Cell-cycle-dependent expression of transforming growth factor beta type I receptor correlates with differential proliferative effects of TGFbeta1 in articular chondrocytes.

We previously found that transforming growth factor beta type 1 (TGFbeta1) had bifunctional effects on articular chondrocytes in culture depending on the proliferative state of the cells. Here, TGFbeta1 responses and the expression of TGFbeta receptors I and II were investigated as a function of growth state in rabbit articular chondrocytes (RAC) and Mv1Lu cells, a cell line which is growth inhibited by TGFbeta1. In contrast to these latter cells, in which DNA synthesis was decreased by TGFbeta1 independently of the cell cycle phases, exponentially growing RAC responded with a stimulation of DNA synthesis while confluent or quiescent cells were growth inhibited.
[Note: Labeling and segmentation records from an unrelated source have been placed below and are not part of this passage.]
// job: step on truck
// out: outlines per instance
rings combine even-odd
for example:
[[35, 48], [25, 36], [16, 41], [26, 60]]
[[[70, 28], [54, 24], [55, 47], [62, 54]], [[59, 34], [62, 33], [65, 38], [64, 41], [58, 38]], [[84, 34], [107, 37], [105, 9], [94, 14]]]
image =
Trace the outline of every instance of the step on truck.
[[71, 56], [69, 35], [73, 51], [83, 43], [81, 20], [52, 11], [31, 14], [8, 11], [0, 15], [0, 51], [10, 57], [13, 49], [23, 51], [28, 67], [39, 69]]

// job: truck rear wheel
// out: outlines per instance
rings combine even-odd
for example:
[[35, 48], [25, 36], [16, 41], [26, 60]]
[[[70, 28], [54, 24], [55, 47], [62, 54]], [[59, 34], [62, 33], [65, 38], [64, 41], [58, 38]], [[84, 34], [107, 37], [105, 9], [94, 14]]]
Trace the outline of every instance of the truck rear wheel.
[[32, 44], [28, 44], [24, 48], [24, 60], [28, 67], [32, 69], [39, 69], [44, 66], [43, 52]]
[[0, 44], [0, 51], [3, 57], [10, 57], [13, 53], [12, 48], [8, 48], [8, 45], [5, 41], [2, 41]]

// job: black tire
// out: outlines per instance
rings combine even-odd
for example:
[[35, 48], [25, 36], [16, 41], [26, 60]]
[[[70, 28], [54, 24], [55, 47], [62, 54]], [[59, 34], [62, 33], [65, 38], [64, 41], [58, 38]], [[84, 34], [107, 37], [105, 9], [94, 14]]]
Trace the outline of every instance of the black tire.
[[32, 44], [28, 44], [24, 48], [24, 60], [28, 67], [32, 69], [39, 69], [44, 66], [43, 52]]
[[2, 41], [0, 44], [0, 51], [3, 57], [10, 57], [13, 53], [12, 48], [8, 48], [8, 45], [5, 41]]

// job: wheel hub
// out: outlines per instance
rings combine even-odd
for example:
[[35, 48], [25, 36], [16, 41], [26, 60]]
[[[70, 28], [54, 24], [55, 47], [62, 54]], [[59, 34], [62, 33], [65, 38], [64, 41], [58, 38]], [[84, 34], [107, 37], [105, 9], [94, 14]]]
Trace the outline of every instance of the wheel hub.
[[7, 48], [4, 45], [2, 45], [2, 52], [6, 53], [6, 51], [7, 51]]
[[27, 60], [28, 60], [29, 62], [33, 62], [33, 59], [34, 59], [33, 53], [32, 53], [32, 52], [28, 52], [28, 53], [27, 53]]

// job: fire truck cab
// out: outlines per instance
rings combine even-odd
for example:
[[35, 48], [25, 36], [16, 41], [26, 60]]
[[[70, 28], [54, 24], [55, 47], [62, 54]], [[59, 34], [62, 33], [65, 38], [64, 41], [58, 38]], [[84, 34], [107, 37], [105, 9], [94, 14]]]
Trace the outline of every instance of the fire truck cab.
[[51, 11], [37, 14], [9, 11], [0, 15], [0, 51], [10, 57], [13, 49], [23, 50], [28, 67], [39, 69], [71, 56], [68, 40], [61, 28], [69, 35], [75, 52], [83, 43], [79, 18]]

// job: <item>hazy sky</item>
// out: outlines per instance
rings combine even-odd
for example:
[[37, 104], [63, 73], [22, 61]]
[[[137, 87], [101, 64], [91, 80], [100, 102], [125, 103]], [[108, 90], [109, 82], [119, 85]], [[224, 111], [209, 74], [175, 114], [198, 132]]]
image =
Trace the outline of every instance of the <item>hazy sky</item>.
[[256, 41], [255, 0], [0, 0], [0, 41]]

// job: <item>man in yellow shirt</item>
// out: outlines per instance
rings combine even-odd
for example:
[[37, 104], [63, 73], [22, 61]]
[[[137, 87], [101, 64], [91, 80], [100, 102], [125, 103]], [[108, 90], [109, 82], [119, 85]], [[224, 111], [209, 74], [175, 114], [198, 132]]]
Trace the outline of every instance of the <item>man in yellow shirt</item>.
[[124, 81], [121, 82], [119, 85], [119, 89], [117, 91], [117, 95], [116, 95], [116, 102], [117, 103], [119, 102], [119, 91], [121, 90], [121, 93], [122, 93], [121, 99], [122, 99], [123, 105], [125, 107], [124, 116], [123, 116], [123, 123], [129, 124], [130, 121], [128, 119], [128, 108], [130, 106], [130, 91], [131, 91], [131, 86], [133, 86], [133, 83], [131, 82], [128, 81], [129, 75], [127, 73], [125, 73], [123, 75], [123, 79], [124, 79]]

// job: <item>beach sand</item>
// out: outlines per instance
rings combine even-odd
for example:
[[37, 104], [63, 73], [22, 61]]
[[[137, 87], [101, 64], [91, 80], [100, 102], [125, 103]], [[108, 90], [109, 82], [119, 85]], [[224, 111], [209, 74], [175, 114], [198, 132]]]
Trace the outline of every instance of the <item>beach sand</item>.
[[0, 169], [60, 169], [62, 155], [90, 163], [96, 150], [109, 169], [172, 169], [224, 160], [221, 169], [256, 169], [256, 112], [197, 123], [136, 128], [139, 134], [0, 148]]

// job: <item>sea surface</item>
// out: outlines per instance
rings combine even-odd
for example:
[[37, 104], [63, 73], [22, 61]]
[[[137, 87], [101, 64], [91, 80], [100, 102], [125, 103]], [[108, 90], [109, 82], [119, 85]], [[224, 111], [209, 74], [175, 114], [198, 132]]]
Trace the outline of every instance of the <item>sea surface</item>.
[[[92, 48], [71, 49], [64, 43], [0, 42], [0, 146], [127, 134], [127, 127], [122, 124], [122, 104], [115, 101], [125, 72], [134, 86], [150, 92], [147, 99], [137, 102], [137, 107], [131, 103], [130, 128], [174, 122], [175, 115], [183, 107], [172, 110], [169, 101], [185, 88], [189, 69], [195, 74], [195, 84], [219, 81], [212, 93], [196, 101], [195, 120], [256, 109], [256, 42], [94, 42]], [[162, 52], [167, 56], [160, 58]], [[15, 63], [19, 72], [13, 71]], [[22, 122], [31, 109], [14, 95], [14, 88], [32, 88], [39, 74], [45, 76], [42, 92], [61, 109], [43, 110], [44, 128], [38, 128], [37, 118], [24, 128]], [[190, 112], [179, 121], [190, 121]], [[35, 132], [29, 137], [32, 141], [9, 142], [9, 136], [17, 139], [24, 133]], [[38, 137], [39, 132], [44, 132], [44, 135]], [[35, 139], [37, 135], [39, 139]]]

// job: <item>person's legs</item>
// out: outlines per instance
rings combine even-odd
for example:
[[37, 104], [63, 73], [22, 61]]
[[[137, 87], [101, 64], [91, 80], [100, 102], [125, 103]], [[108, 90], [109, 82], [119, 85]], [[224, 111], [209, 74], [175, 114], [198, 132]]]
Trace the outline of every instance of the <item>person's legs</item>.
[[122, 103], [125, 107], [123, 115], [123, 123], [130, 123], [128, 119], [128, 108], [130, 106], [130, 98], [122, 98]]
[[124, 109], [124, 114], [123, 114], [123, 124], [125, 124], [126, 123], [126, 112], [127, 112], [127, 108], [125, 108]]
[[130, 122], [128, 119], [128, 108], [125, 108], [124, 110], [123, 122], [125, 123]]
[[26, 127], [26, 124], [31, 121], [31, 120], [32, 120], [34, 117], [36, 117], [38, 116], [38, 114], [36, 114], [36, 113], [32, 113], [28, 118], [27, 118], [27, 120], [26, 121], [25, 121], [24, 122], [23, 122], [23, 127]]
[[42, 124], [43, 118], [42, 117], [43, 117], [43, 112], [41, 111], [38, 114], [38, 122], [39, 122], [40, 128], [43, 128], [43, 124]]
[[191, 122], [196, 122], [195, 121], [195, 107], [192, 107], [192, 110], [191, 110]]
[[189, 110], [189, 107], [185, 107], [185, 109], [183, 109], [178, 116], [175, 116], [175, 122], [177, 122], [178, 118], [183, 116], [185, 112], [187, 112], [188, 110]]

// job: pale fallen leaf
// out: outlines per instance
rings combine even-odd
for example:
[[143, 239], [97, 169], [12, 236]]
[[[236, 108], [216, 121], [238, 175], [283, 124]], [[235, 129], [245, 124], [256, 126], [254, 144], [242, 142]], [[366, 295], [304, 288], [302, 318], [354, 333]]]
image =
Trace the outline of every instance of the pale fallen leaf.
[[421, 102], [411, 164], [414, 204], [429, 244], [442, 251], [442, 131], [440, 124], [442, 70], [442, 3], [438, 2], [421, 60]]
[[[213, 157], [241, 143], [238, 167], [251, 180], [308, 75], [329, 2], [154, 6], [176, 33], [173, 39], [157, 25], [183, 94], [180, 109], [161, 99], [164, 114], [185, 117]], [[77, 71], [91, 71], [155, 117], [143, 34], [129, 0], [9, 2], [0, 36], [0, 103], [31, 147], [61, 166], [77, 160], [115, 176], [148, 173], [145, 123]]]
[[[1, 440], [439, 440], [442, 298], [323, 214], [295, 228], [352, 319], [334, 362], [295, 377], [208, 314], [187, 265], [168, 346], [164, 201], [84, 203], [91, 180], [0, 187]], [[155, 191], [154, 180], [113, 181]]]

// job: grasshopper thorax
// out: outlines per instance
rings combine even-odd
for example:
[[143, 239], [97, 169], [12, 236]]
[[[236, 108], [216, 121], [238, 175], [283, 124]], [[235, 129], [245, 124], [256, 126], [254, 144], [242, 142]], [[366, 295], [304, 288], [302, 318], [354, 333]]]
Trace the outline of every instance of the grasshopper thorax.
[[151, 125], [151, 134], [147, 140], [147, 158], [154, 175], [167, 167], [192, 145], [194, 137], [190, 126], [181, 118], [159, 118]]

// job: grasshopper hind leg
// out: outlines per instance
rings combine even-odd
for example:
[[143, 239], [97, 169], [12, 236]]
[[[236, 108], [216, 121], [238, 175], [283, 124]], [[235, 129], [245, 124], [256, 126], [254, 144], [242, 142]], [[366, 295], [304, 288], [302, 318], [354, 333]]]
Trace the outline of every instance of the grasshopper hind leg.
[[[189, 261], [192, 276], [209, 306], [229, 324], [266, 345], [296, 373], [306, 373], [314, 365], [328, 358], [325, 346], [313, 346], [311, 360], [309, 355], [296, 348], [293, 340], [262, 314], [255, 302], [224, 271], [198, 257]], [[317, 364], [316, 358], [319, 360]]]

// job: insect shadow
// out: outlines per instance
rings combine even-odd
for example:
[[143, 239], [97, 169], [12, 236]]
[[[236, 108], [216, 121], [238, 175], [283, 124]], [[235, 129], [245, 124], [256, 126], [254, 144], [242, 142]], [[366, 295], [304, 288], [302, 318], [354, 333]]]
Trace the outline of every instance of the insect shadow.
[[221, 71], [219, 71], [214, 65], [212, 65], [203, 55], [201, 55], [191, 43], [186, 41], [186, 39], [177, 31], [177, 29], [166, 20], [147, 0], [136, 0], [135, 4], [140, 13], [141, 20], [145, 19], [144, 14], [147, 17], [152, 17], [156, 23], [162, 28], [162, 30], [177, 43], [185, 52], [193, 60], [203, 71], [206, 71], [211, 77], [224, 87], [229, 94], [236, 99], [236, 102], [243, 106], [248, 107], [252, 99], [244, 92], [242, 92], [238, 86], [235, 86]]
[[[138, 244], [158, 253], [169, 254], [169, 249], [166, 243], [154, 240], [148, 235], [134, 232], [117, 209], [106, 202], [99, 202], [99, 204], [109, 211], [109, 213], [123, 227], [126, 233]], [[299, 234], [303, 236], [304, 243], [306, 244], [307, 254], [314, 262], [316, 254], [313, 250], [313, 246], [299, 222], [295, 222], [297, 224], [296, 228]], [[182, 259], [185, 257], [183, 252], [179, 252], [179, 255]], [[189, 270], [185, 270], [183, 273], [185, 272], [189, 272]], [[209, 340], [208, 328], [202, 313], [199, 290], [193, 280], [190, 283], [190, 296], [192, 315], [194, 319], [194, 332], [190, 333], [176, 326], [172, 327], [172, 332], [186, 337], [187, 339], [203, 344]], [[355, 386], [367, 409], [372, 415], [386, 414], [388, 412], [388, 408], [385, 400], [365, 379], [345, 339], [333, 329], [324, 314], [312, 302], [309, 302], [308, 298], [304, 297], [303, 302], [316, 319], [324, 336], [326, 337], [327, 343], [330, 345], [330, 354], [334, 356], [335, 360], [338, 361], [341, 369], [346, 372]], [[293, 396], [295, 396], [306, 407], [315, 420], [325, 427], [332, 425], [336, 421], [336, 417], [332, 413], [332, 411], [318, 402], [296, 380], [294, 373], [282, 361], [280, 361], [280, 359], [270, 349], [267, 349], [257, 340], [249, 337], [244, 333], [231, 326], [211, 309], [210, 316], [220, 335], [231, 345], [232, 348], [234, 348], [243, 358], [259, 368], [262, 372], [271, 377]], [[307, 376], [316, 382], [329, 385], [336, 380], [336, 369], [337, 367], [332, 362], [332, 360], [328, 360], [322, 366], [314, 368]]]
Using synchronized RAC cultures, we showed that inhibitory responses were associated with the G0/G1 phase, whereas proliferative effects were S-phase dependent. Type I receptor mRNA level was severalfold greater in quiescent and slowly proliferating than in exponentially growing cells. In contrast, the expression of type II mRNA did not change. 125I-TGFbeta1 binding to RI in G0/G1-arrested cells was greater than in S-phase, suggesting a correlation with the growth-inhibitory effect of TGFbeta1. Transfection of an RI expression vector in exponentially growing RAC, which normally are growth stimulated by TGFbeta1, induced an inhibitory response, supporting the idea that this effect was due to increased RI expression. These results indicate that the ratio of type I to type II levels is cell cycle dependent and could lead to either negative or positive proliferative responses. In contrast, no influence on the TGFbeta1-induced stimulation of matrix gene transcriptional activity was seen, confirming that TGFbeta cell growth and matrix effects are controlled by separate pathways.